401(k)s are a type of retirement savings plan sponsored by the employer that features tax-deferred contributions, meaning the money you put in isn’t taxed until you take out your withdrawals later on. These accounts are beneficial not only because employers chip in funds, but also because they have higher contribution limits than IRAs. There is also a Saver’s Credit associated with contributing to a 401(k).
All contributions to 401(k)s are made through payroll deductions or through your employer. Your W-2 will list your total contributions under box 12. If you attempt to withdraw funds before you turn 59.5 years old, there will be a 10 percent penalty on those funds in addition to the taxes you have to pay on them.
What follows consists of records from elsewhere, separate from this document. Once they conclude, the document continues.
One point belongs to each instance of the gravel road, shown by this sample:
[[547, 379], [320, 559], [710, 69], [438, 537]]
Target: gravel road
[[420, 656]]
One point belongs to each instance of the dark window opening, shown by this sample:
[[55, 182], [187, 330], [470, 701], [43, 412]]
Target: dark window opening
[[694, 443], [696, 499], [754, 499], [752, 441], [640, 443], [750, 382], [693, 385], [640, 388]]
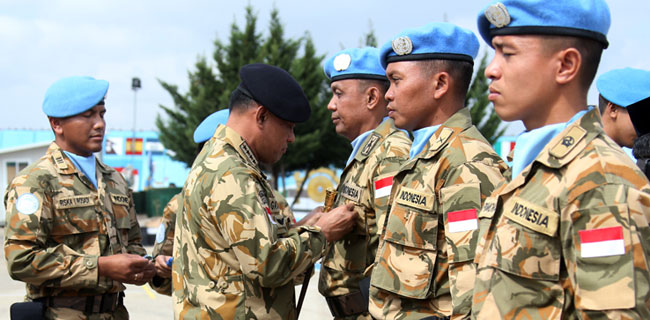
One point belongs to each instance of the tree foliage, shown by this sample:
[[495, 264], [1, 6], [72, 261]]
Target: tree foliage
[[483, 115]]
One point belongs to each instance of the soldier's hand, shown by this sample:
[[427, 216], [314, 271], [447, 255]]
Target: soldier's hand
[[162, 269], [126, 268], [311, 218], [337, 222]]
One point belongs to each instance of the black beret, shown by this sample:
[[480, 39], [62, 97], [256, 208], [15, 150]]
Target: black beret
[[276, 90]]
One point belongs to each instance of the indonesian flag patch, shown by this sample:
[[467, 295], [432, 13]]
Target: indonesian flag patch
[[383, 187], [602, 242], [463, 220]]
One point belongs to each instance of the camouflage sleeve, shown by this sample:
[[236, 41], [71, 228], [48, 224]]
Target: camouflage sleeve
[[239, 211], [134, 245], [461, 198], [165, 244], [604, 233], [29, 256]]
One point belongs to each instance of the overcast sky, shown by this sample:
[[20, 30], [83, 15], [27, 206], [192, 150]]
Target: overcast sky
[[42, 41]]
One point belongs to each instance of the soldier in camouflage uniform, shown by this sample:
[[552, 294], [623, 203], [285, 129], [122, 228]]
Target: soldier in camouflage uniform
[[72, 234], [162, 250], [568, 237], [359, 113], [235, 254], [424, 262]]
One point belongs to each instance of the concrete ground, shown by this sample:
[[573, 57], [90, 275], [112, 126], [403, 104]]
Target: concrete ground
[[144, 303]]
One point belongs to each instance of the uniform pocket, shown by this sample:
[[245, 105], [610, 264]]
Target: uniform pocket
[[605, 266], [405, 264]]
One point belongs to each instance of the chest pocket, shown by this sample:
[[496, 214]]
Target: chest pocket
[[525, 242], [407, 256]]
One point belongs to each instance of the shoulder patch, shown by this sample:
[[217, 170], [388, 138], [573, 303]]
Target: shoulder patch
[[120, 199], [351, 192], [532, 216], [442, 138], [75, 201], [372, 141], [416, 199], [568, 142], [27, 203], [58, 160], [248, 152]]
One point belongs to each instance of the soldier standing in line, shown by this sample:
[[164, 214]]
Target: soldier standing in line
[[162, 250], [624, 102], [569, 232], [235, 254], [72, 234], [359, 113], [424, 265]]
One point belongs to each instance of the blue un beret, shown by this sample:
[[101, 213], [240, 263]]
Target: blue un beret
[[355, 63], [73, 95], [629, 88], [206, 128], [276, 90], [434, 41], [576, 18]]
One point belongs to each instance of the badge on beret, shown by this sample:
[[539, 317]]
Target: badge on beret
[[402, 45], [342, 62], [498, 15], [27, 203]]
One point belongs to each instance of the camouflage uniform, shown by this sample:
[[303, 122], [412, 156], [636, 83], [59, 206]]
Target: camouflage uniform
[[235, 256], [533, 260], [166, 245], [55, 249], [348, 260], [424, 261]]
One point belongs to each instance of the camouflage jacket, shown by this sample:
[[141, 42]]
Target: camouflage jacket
[[58, 224], [366, 181], [424, 261], [569, 235], [235, 256], [165, 243]]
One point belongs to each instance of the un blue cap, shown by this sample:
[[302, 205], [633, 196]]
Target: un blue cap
[[209, 125], [73, 95], [630, 89], [624, 87], [577, 18], [434, 41], [355, 63]]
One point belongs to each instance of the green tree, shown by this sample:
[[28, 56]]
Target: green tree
[[483, 115], [316, 145]]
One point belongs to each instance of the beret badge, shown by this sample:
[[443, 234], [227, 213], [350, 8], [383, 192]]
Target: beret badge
[[402, 45], [342, 62], [498, 15]]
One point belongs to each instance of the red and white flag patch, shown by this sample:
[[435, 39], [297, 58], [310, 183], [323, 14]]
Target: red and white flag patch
[[602, 242], [383, 187], [463, 220]]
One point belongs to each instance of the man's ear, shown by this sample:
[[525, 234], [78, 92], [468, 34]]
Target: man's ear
[[57, 125], [440, 82], [569, 63], [261, 115]]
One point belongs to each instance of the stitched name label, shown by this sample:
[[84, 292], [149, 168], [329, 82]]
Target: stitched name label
[[416, 199]]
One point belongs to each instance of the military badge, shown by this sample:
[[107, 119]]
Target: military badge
[[498, 15], [402, 45], [27, 203], [342, 62]]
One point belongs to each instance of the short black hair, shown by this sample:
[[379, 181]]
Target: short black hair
[[460, 71], [240, 101]]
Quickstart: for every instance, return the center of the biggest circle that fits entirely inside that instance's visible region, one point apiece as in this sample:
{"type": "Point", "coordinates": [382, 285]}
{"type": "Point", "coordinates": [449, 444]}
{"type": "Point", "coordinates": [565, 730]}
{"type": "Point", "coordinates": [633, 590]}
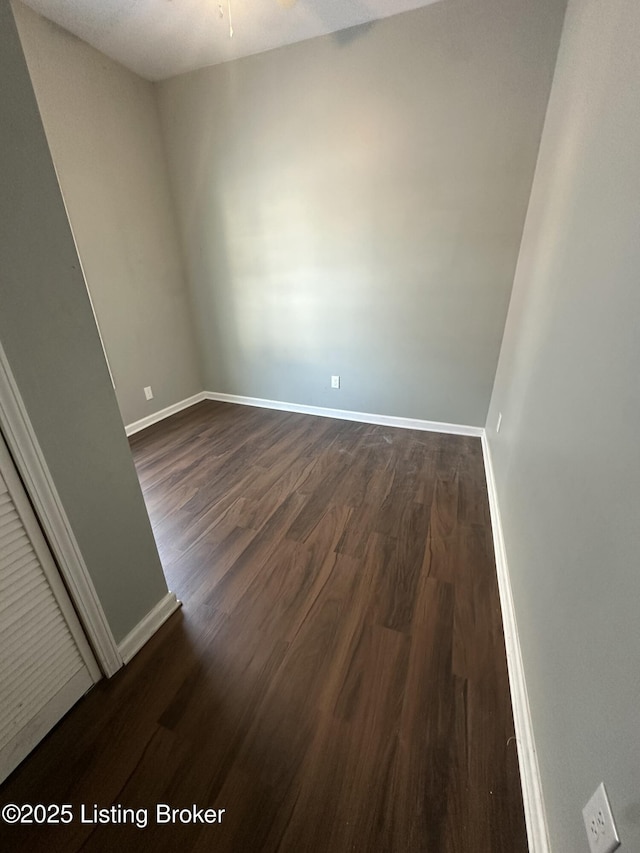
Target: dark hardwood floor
{"type": "Point", "coordinates": [336, 680]}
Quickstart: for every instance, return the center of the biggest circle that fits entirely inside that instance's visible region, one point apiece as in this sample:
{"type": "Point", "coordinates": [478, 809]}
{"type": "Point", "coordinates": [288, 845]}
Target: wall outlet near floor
{"type": "Point", "coordinates": [598, 819]}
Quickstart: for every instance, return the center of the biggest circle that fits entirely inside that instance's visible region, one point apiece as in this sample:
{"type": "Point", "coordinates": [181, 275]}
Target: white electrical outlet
{"type": "Point", "coordinates": [598, 819]}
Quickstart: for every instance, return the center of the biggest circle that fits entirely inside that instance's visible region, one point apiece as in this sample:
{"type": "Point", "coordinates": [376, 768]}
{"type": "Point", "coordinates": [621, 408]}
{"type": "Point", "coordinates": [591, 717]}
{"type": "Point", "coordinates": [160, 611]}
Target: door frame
{"type": "Point", "coordinates": [29, 460]}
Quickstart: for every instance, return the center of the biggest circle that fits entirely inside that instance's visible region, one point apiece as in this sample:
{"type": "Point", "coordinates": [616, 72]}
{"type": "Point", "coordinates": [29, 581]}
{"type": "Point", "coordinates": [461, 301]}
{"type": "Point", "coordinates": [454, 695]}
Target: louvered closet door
{"type": "Point", "coordinates": [46, 664]}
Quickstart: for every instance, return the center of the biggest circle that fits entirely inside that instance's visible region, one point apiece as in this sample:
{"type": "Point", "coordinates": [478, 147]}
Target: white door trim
{"type": "Point", "coordinates": [31, 464]}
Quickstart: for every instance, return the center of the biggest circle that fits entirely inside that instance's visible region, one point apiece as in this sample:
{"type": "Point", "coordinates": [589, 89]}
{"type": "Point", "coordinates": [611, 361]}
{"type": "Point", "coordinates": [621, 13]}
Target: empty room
{"type": "Point", "coordinates": [319, 482]}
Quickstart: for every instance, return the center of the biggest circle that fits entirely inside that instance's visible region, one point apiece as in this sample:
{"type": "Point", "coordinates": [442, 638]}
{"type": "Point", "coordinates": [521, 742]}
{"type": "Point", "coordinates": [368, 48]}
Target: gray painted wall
{"type": "Point", "coordinates": [102, 126]}
{"type": "Point", "coordinates": [51, 341]}
{"type": "Point", "coordinates": [354, 205]}
{"type": "Point", "coordinates": [567, 458]}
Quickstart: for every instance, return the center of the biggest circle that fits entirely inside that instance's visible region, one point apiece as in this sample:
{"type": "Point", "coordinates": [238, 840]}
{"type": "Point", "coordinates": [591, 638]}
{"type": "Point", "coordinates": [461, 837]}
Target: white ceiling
{"type": "Point", "coordinates": [161, 38]}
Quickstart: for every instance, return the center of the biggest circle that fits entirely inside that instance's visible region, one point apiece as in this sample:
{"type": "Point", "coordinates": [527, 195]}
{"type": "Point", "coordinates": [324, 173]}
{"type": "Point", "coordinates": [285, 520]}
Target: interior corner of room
{"type": "Point", "coordinates": [442, 211]}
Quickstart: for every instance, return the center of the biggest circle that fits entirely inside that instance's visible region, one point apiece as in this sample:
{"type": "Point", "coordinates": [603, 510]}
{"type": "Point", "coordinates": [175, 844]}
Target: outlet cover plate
{"type": "Point", "coordinates": [598, 820]}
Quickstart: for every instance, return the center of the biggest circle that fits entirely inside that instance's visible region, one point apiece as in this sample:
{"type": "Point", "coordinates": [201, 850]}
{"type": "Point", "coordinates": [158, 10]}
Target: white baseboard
{"type": "Point", "coordinates": [146, 628]}
{"type": "Point", "coordinates": [143, 423]}
{"type": "Point", "coordinates": [344, 415]}
{"type": "Point", "coordinates": [533, 800]}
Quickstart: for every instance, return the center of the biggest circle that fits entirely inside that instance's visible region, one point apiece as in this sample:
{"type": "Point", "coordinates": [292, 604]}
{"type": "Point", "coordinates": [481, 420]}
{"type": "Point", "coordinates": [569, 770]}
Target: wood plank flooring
{"type": "Point", "coordinates": [336, 680]}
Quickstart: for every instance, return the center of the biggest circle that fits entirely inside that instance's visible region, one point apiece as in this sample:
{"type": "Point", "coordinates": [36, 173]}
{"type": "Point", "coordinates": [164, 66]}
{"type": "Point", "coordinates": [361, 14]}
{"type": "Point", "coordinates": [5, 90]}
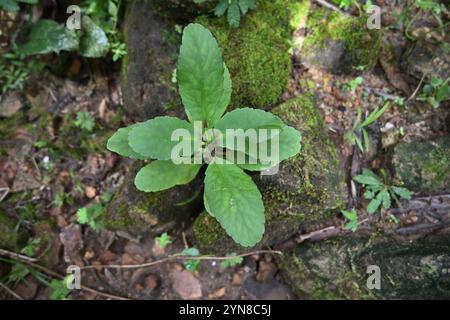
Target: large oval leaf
{"type": "Point", "coordinates": [234, 200]}
{"type": "Point", "coordinates": [201, 75]}
{"type": "Point", "coordinates": [152, 139]}
{"type": "Point", "coordinates": [118, 143]}
{"type": "Point", "coordinates": [161, 175]}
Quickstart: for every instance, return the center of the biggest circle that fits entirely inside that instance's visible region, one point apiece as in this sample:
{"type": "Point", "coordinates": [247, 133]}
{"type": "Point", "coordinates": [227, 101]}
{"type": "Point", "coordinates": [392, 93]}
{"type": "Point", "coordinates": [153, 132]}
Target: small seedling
{"type": "Point", "coordinates": [163, 240]}
{"type": "Point", "coordinates": [85, 121]}
{"type": "Point", "coordinates": [352, 217]}
{"type": "Point", "coordinates": [59, 288]}
{"type": "Point", "coordinates": [230, 195]}
{"type": "Point", "coordinates": [435, 92]}
{"type": "Point", "coordinates": [353, 84]}
{"type": "Point", "coordinates": [352, 136]}
{"type": "Point", "coordinates": [194, 264]}
{"type": "Point", "coordinates": [92, 216]}
{"type": "Point", "coordinates": [232, 261]}
{"type": "Point", "coordinates": [379, 192]}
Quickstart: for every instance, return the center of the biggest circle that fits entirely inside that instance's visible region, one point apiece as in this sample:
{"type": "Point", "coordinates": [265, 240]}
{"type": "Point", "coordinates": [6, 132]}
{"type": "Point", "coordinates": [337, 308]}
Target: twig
{"type": "Point", "coordinates": [5, 193]}
{"type": "Point", "coordinates": [418, 87]}
{"type": "Point", "coordinates": [14, 255]}
{"type": "Point", "coordinates": [29, 261]}
{"type": "Point", "coordinates": [15, 295]}
{"type": "Point", "coordinates": [178, 257]}
{"type": "Point", "coordinates": [328, 5]}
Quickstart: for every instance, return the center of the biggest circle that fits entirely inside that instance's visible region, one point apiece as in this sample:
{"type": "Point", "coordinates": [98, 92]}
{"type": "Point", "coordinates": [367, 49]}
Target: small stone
{"type": "Point", "coordinates": [90, 192]}
{"type": "Point", "coordinates": [186, 285]}
{"type": "Point", "coordinates": [10, 104]}
{"type": "Point", "coordinates": [151, 282]}
{"type": "Point", "coordinates": [237, 280]}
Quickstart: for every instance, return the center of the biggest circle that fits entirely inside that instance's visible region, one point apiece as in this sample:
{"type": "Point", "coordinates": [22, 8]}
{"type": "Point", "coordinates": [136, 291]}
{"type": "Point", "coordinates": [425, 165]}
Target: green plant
{"type": "Point", "coordinates": [92, 216]}
{"type": "Point", "coordinates": [235, 10]}
{"type": "Point", "coordinates": [232, 261]}
{"type": "Point", "coordinates": [13, 5]}
{"type": "Point", "coordinates": [352, 217]}
{"type": "Point", "coordinates": [380, 192]}
{"type": "Point", "coordinates": [359, 127]}
{"type": "Point", "coordinates": [14, 70]}
{"type": "Point", "coordinates": [353, 84]}
{"type": "Point", "coordinates": [163, 240]}
{"type": "Point", "coordinates": [194, 264]}
{"type": "Point", "coordinates": [230, 194]}
{"type": "Point", "coordinates": [59, 288]}
{"type": "Point", "coordinates": [435, 92]}
{"type": "Point", "coordinates": [85, 121]}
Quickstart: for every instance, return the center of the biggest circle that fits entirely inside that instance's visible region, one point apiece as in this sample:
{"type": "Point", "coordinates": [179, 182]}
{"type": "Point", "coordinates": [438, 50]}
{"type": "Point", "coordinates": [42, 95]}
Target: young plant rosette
{"type": "Point", "coordinates": [229, 144]}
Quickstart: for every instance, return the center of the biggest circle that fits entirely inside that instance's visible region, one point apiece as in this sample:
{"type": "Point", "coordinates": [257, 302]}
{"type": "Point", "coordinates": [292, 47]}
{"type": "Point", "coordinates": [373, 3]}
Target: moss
{"type": "Point", "coordinates": [363, 45]}
{"type": "Point", "coordinates": [8, 235]}
{"type": "Point", "coordinates": [308, 189]}
{"type": "Point", "coordinates": [257, 53]}
{"type": "Point", "coordinates": [424, 166]}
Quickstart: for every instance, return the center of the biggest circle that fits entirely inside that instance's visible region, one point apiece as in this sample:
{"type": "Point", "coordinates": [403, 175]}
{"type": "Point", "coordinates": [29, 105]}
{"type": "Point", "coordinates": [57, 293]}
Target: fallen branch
{"type": "Point", "coordinates": [328, 5]}
{"type": "Point", "coordinates": [15, 295]}
{"type": "Point", "coordinates": [177, 257]}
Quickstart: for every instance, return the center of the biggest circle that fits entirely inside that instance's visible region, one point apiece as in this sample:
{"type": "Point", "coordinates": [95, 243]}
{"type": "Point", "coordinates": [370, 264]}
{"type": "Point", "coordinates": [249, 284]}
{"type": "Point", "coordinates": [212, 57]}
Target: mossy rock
{"type": "Point", "coordinates": [340, 44]}
{"type": "Point", "coordinates": [152, 45]}
{"type": "Point", "coordinates": [424, 167]}
{"type": "Point", "coordinates": [141, 213]}
{"type": "Point", "coordinates": [337, 269]}
{"type": "Point", "coordinates": [258, 52]}
{"type": "Point", "coordinates": [8, 234]}
{"type": "Point", "coordinates": [308, 190]}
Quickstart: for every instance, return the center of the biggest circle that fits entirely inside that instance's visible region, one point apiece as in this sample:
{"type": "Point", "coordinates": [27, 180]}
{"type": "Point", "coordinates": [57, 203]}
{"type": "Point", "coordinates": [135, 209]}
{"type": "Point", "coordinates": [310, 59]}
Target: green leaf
{"type": "Point", "coordinates": [402, 192]}
{"type": "Point", "coordinates": [367, 178]}
{"type": "Point", "coordinates": [221, 8]}
{"type": "Point", "coordinates": [152, 138]}
{"type": "Point", "coordinates": [385, 198]}
{"type": "Point", "coordinates": [245, 5]}
{"type": "Point", "coordinates": [233, 199]}
{"type": "Point", "coordinates": [289, 145]}
{"type": "Point", "coordinates": [9, 5]}
{"type": "Point", "coordinates": [161, 175]}
{"type": "Point", "coordinates": [118, 143]}
{"type": "Point", "coordinates": [201, 75]}
{"type": "Point", "coordinates": [373, 206]}
{"type": "Point", "coordinates": [49, 36]}
{"type": "Point", "coordinates": [164, 240]}
{"type": "Point", "coordinates": [93, 41]}
{"type": "Point", "coordinates": [234, 15]}
{"type": "Point", "coordinates": [245, 119]}
{"type": "Point", "coordinates": [232, 261]}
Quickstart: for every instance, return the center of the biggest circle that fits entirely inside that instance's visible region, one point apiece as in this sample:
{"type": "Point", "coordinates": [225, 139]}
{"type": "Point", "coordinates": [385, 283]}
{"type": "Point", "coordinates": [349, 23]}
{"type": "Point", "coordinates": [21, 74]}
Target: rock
{"type": "Point", "coordinates": [308, 190]}
{"type": "Point", "coordinates": [266, 271]}
{"type": "Point", "coordinates": [141, 213]}
{"type": "Point", "coordinates": [337, 268]}
{"type": "Point", "coordinates": [147, 69]}
{"type": "Point", "coordinates": [219, 293]}
{"type": "Point", "coordinates": [186, 285]}
{"type": "Point", "coordinates": [10, 104]}
{"type": "Point", "coordinates": [257, 53]}
{"type": "Point", "coordinates": [27, 289]}
{"type": "Point", "coordinates": [426, 57]}
{"type": "Point", "coordinates": [72, 241]}
{"type": "Point", "coordinates": [272, 290]}
{"type": "Point", "coordinates": [339, 44]}
{"type": "Point", "coordinates": [424, 167]}
{"type": "Point", "coordinates": [8, 235]}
The two main categories of FSAs are healthcare and dependent care FSAs. They have different annual contribution limits—you can put more into a dependent care FSA each year. Contributions to these accounts can be made by both you and your employer, but the dollar limit will apply to all combined contributions.
The drawback of an FSA is that it’s a “use it or lose it” account, meaning you lose the money at the end of the year if there are still funds left over. However, you may be able to benefit from a short grace period to spend the remaining funds, depending on whether or not your employer agrees to offer one. You do not have to report FSAs on your tax return
You must have a high-deductible health plan to have an HSA. Contributions can be made by both employer and employee, and like with FSAs, the contribution limit applies to all combined contributions
Unlike FSAs, you can carry over the balance of your HSA from year to year, and it will continue to grow tax-deferred. You can invest HSA money, as long as you use that money to pay for qualifying medical expenses.
You will need to report your HSA contributions on your taxes with Form 8889. Your HSA administrator will also give you a Form 1099-SA, which lists all withdrawals for the year. Any funds used for non-qualified expenses will result in taxes on that amount and a 20 percent penalty for people younger than 65.